The novel monitoring device was developed by Advanced Perfusion Diagnostics [2], a biotechnology start-up company in Lyon. The device makes use of photoplethysmography (PPG) to assess changes in duodenal mucosal blood flow.

PPG and its applications in medicine have been well described in an excellent review article by Allen [3]. PPG uses light in the visible red and near-infrared regions of the spectrum to non-invasively assess changes in the volume of a specific region of tissue. PPG can be carried out using light that is transmitted through tissue or using light that is reflected by the tissue. Light-emitting diodes provide the light in present-day commercially available devices that employ PPG for medical applications, such as beat-to-beat monitoring of blood pressure.
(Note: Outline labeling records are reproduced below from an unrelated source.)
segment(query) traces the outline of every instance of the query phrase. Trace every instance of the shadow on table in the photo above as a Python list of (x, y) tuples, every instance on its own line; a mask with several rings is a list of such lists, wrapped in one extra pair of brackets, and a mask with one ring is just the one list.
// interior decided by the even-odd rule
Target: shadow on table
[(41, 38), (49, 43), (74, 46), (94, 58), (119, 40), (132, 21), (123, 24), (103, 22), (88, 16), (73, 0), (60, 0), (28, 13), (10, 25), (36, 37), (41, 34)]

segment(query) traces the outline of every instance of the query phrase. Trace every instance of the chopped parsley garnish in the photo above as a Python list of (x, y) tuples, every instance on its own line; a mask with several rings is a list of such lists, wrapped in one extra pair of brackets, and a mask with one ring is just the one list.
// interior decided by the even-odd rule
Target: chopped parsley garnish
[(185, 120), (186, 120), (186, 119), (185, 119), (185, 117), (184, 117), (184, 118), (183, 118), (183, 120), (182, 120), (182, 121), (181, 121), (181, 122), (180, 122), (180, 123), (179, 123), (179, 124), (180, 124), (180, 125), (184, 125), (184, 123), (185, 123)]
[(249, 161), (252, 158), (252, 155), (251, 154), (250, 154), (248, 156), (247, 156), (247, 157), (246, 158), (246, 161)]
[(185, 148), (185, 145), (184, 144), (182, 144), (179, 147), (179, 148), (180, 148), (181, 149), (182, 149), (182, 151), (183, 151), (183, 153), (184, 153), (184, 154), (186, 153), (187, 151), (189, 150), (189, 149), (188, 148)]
The characteristic signal from a PPG device is a waveform. The dominant (peak and valley) aspect of the tracing is synchronized with the beating of the heart, and is usually called the alternating current (AC) component. The origins of the other components of the PPG signal remain to be completely elucidated, although important factors are recognized to be changes in circulating blood volume, respiration and vasomotor tone. The quasi-static component of the PPG signal is usually called the direct current (DC) component.
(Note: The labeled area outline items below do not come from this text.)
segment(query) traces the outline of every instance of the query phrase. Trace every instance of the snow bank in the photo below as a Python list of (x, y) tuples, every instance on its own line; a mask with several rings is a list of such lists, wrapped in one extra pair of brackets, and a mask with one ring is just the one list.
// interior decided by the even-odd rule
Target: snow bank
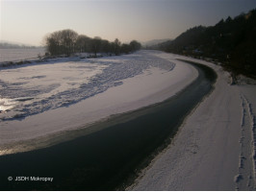
[[(244, 79), (230, 85), (229, 75), (212, 63), (213, 93), (186, 119), (172, 143), (129, 190), (255, 190), (256, 86)], [(250, 81), (253, 82), (253, 81)]]
[[(2, 97), (16, 102), (0, 114), (5, 118), (0, 122), (1, 154), (46, 146), (49, 138), (58, 139), (60, 133), (68, 139), (69, 131), (162, 102), (198, 75), (172, 55), (156, 51), (26, 65), (0, 73), (0, 84), (5, 87)], [(26, 118), (16, 118), (15, 113)]]

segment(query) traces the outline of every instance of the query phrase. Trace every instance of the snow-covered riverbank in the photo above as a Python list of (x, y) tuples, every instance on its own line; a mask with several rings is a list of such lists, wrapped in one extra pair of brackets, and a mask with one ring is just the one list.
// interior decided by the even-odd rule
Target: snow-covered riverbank
[(230, 85), (219, 66), (175, 58), (213, 67), (216, 88), (128, 190), (255, 190), (255, 81)]
[[(5, 118), (0, 122), (2, 155), (43, 147), (52, 135), (58, 138), (59, 133), (110, 115), (162, 102), (198, 75), (192, 66), (157, 51), (28, 64), (0, 73), (5, 77), (1, 95), (7, 100), (6, 107), (9, 100), (14, 103), (1, 114)], [(16, 119), (18, 116), (25, 118)]]

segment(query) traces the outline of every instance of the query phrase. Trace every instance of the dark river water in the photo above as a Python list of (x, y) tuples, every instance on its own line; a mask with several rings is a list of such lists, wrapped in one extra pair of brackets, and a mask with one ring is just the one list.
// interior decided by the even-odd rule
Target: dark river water
[[(197, 68), (198, 78), (161, 104), (115, 116), (113, 121), (118, 123), (101, 123), (103, 130), (71, 141), (0, 156), (0, 189), (123, 190), (170, 143), (184, 118), (213, 90), (214, 70), (191, 64)], [(26, 180), (15, 181), (16, 177)]]

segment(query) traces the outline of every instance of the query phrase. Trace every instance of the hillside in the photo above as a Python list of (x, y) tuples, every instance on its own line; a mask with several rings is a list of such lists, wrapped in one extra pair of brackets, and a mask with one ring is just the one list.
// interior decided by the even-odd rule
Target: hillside
[(220, 61), (234, 74), (256, 77), (256, 9), (215, 26), (189, 29), (160, 49)]

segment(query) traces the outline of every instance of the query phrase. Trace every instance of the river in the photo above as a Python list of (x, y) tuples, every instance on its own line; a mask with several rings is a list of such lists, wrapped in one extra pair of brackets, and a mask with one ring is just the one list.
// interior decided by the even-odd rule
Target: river
[[(193, 63), (197, 79), (176, 96), (113, 117), (103, 130), (45, 149), (0, 156), (2, 190), (123, 190), (175, 135), (185, 117), (209, 94), (217, 75)], [(9, 181), (43, 177), (53, 181)], [(3, 180), (3, 181), (2, 181)]]

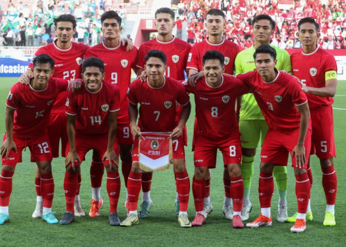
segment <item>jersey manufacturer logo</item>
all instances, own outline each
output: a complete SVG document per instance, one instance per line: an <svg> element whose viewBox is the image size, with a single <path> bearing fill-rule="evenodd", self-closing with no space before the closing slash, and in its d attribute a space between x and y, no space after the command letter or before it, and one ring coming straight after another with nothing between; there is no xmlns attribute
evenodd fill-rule
<svg viewBox="0 0 346 247"><path fill-rule="evenodd" d="M282 97L280 95L275 95L274 96L274 98L275 98L275 100L276 100L278 103L281 102L281 100L282 100Z"/></svg>
<svg viewBox="0 0 346 247"><path fill-rule="evenodd" d="M228 101L229 101L229 96L228 95L223 95L221 98L222 99L222 102L225 104L228 103Z"/></svg>
<svg viewBox="0 0 346 247"><path fill-rule="evenodd" d="M229 63L229 58L228 57L225 57L225 65L227 65Z"/></svg>
<svg viewBox="0 0 346 247"><path fill-rule="evenodd" d="M174 63L176 63L179 61L179 56L177 55L173 55L172 56L172 60Z"/></svg>
<svg viewBox="0 0 346 247"><path fill-rule="evenodd" d="M314 77L317 74L317 69L316 68L311 68L310 69L310 75L311 76Z"/></svg>
<svg viewBox="0 0 346 247"><path fill-rule="evenodd" d="M126 59L123 59L120 61L120 62L121 63L121 65L123 65L123 67L126 68L126 66L128 66L128 63L129 61Z"/></svg>
<svg viewBox="0 0 346 247"><path fill-rule="evenodd" d="M170 109L172 105L172 102L171 101L165 101L165 107L167 109Z"/></svg>
<svg viewBox="0 0 346 247"><path fill-rule="evenodd" d="M80 65L81 64L82 64L82 61L83 61L83 59L82 59L81 57L77 57L77 58L76 59L76 62L77 62L77 64L78 64L78 65Z"/></svg>
<svg viewBox="0 0 346 247"><path fill-rule="evenodd" d="M104 112L107 112L108 111L108 108L109 108L109 106L107 104L101 106L101 109L102 109L102 111Z"/></svg>

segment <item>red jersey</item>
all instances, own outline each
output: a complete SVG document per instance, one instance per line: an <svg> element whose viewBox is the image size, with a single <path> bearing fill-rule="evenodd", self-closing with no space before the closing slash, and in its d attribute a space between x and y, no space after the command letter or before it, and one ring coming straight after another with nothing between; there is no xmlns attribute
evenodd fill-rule
<svg viewBox="0 0 346 247"><path fill-rule="evenodd" d="M97 92L91 92L83 84L77 92L69 92L66 103L66 113L77 116L76 131L87 134L108 132L108 112L119 111L119 89L102 82Z"/></svg>
<svg viewBox="0 0 346 247"><path fill-rule="evenodd" d="M239 133L235 115L237 98L250 91L249 86L234 77L222 77L221 84L213 87L205 78L193 87L185 85L186 91L195 95L198 134L207 138L224 138Z"/></svg>
<svg viewBox="0 0 346 247"><path fill-rule="evenodd" d="M304 53L302 49L291 55L293 75L308 86L326 86L326 73L337 71L337 63L334 57L317 47L309 54ZM307 93L309 107L316 109L331 105L333 97L322 97Z"/></svg>
<svg viewBox="0 0 346 247"><path fill-rule="evenodd" d="M225 73L233 74L234 60L240 51L240 48L237 44L224 39L218 43L211 43L208 39L206 39L202 42L195 44L189 54L186 68L202 71L203 67L202 59L206 52L210 50L217 50L224 56Z"/></svg>
<svg viewBox="0 0 346 247"><path fill-rule="evenodd" d="M269 128L285 133L299 129L300 113L296 106L307 102L297 79L283 71L265 82L257 71L237 75L253 91Z"/></svg>
<svg viewBox="0 0 346 247"><path fill-rule="evenodd" d="M41 91L35 90L30 84L17 82L13 85L6 101L6 106L15 109L13 133L22 137L32 138L46 132L54 101L69 86L69 81L53 77L45 89Z"/></svg>
<svg viewBox="0 0 346 247"><path fill-rule="evenodd" d="M152 87L148 82L134 81L130 85L128 97L130 102L139 107L138 125L142 131L169 132L176 125L176 102L188 104L189 96L181 82L164 77L164 84L160 88Z"/></svg>
<svg viewBox="0 0 346 247"><path fill-rule="evenodd" d="M40 48L35 54L35 56L46 54L54 60L54 77L66 80L74 80L81 78L82 62L84 54L88 45L83 43L71 42L71 46L66 49L62 49L56 45L56 41ZM33 67L32 61L29 68ZM67 92L65 92L58 95L54 102L52 112L65 112L65 102Z"/></svg>
<svg viewBox="0 0 346 247"><path fill-rule="evenodd" d="M137 66L144 70L145 57L148 52L152 49L161 50L167 57L167 70L165 75L175 80L184 80L184 71L186 68L186 61L191 47L191 44L175 37L168 42L153 39L144 42L139 46Z"/></svg>
<svg viewBox="0 0 346 247"><path fill-rule="evenodd" d="M129 101L126 91L131 82L131 69L136 69L138 49L135 46L129 51L126 46L119 44L114 48L106 46L104 42L88 49L85 58L96 57L104 62L105 81L116 84L120 90L120 111L119 115L127 115Z"/></svg>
The device, which was evaluated by Jacquet-Lagrèze and colleagues, features a reflectance type of PPG device fitted onto the surface of a balloon located near the distal end of a small bore feeding tube. When the end of the feeding tube is advanced through the pylorus into the duodenum and the balloon is inflated, the PPG element presses against the mucosal surface of this portion of the intestine, allowing continuous monitoring of the AC and DC components of the waveform. In their studies using pigs, the research group from Lyon showed that the variations from baseline in both the AC and DC components of the duodenal mucosal PPG signal were significantly correlated with the variations from baseline in duodenal serosal microvascular blood flow measured using laser Doppler flowmetry. Importantly, the AC and DC components of the PPG signal also were significantly correlated with the blood lactate concentration. The findings from this preclinical validation study thus support the view that the PPG-based duodenal mucosal blood flow monitoring device provides meaningful data.
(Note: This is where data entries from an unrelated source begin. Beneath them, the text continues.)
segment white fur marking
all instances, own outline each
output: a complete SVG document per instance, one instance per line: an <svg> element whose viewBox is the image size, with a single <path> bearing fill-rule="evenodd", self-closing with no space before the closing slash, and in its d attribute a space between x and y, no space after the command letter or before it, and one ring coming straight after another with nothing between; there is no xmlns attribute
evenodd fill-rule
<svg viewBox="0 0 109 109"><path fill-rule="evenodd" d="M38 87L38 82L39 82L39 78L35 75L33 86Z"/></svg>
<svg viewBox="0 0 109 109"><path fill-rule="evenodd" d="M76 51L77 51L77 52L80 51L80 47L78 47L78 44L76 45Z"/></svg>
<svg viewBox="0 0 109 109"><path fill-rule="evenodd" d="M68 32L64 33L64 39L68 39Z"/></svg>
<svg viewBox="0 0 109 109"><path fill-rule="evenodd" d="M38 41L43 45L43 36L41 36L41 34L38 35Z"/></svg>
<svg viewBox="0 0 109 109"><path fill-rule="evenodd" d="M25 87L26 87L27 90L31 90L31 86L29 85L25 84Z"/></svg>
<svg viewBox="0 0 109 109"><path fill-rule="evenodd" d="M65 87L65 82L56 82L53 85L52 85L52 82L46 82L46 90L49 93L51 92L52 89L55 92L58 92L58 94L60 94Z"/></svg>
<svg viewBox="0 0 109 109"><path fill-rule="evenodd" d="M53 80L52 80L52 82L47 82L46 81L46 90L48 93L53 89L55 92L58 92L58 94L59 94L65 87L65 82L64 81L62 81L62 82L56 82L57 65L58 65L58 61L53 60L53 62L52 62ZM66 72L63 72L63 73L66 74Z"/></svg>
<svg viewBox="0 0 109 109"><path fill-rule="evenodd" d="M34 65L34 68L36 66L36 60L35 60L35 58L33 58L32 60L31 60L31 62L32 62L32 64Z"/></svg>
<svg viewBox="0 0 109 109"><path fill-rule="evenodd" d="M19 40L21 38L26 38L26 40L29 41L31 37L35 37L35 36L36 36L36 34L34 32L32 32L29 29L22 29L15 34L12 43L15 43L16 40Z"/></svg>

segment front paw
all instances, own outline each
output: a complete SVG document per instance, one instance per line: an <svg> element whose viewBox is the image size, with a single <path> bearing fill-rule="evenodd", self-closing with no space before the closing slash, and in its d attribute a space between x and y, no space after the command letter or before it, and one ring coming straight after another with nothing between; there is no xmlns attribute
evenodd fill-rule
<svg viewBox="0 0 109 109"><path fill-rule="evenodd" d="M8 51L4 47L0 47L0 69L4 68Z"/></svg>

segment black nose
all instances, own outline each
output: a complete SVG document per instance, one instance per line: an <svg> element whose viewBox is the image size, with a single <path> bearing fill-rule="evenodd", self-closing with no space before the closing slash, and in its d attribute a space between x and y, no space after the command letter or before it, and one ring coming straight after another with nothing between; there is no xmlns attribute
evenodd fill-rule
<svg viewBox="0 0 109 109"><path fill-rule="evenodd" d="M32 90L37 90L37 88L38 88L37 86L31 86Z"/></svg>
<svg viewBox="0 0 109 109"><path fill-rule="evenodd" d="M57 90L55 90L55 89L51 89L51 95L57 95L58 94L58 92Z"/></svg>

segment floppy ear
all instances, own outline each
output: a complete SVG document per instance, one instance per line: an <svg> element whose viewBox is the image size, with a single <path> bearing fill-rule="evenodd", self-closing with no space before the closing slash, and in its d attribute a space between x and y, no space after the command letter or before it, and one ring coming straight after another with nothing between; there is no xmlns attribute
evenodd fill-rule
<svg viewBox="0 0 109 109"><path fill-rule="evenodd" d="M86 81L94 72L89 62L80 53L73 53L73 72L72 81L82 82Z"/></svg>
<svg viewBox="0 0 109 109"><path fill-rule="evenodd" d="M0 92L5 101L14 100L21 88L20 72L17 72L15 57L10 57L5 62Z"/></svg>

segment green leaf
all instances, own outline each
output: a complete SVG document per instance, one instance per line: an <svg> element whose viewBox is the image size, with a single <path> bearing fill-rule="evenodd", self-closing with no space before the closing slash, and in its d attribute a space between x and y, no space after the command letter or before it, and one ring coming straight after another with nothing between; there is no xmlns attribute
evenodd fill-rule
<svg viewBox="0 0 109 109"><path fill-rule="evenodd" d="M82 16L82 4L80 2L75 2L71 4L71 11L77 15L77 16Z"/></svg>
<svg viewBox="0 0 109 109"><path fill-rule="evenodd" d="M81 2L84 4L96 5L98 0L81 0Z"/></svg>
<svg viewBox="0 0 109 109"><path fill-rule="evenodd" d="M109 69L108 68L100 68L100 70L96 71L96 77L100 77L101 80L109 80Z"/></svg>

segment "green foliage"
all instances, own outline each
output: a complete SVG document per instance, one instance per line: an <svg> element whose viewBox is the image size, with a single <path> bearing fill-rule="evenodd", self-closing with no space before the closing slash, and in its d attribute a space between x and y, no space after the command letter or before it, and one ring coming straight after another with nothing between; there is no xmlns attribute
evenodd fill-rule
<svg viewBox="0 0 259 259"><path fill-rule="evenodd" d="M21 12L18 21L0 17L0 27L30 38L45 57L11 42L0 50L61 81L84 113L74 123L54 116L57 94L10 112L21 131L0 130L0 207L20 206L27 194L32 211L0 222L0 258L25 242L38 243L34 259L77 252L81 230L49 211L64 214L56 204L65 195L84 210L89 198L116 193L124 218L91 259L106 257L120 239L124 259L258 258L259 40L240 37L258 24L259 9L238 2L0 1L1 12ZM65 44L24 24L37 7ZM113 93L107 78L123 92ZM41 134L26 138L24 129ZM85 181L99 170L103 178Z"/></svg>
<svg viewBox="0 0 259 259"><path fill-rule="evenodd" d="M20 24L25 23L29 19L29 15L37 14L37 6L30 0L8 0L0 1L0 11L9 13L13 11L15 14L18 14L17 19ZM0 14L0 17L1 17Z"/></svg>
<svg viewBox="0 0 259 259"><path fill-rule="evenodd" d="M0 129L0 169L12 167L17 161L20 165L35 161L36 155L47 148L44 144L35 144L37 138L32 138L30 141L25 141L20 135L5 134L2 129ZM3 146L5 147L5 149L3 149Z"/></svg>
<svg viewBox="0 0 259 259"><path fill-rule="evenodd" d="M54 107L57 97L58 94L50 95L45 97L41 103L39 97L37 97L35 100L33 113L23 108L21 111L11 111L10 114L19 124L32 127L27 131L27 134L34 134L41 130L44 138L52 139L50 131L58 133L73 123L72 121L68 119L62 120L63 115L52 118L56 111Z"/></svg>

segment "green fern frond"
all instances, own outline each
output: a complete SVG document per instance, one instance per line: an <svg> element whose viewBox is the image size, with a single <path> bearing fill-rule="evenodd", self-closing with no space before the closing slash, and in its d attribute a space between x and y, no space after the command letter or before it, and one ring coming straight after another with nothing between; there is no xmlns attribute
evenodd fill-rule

While the report by Jacquet-Lagrèze and colleagues should provide encouragement for the company that is developing the new monitoring device, a look back at the history of this field should temper their enthusiasm and ours. As pointed out by the authors, use of another gastrointestinal perfusion monitoring device – the gastric tonometer – was shown to significantly improve survival in a subset of critically ill patients [4]. But the widespread adoption of this device or even an improved version of it never happened, possibly because some clinical studies showed that the method failed to provide reliable information about splanchnic blood flow [5] or, more importantly, failed to provide added value compared with that obtained from routine measurements of arterial blood gases [6]. It seems most likely, however, that gastric tonometry fell out of favor because clinicians, when confronted with evidence for inadequate gut mucosal perfusion, were perplexed about the proper intervention(s), especially when other commonly used indices of perfusion – such as arterial blood pressure, mixed venous oxygen saturation, and cardiac output – were sending a different message.

Duodenal mucosal perfusion monitoring, using a cleverly designed PPG-based device, warrants further development, ultimately leading to prospective clinical trials. When these trials are designed, it will be important to pay careful attention to the intervention(s) that are triggered when the device indicates that intestinal mucosal perfusion is low.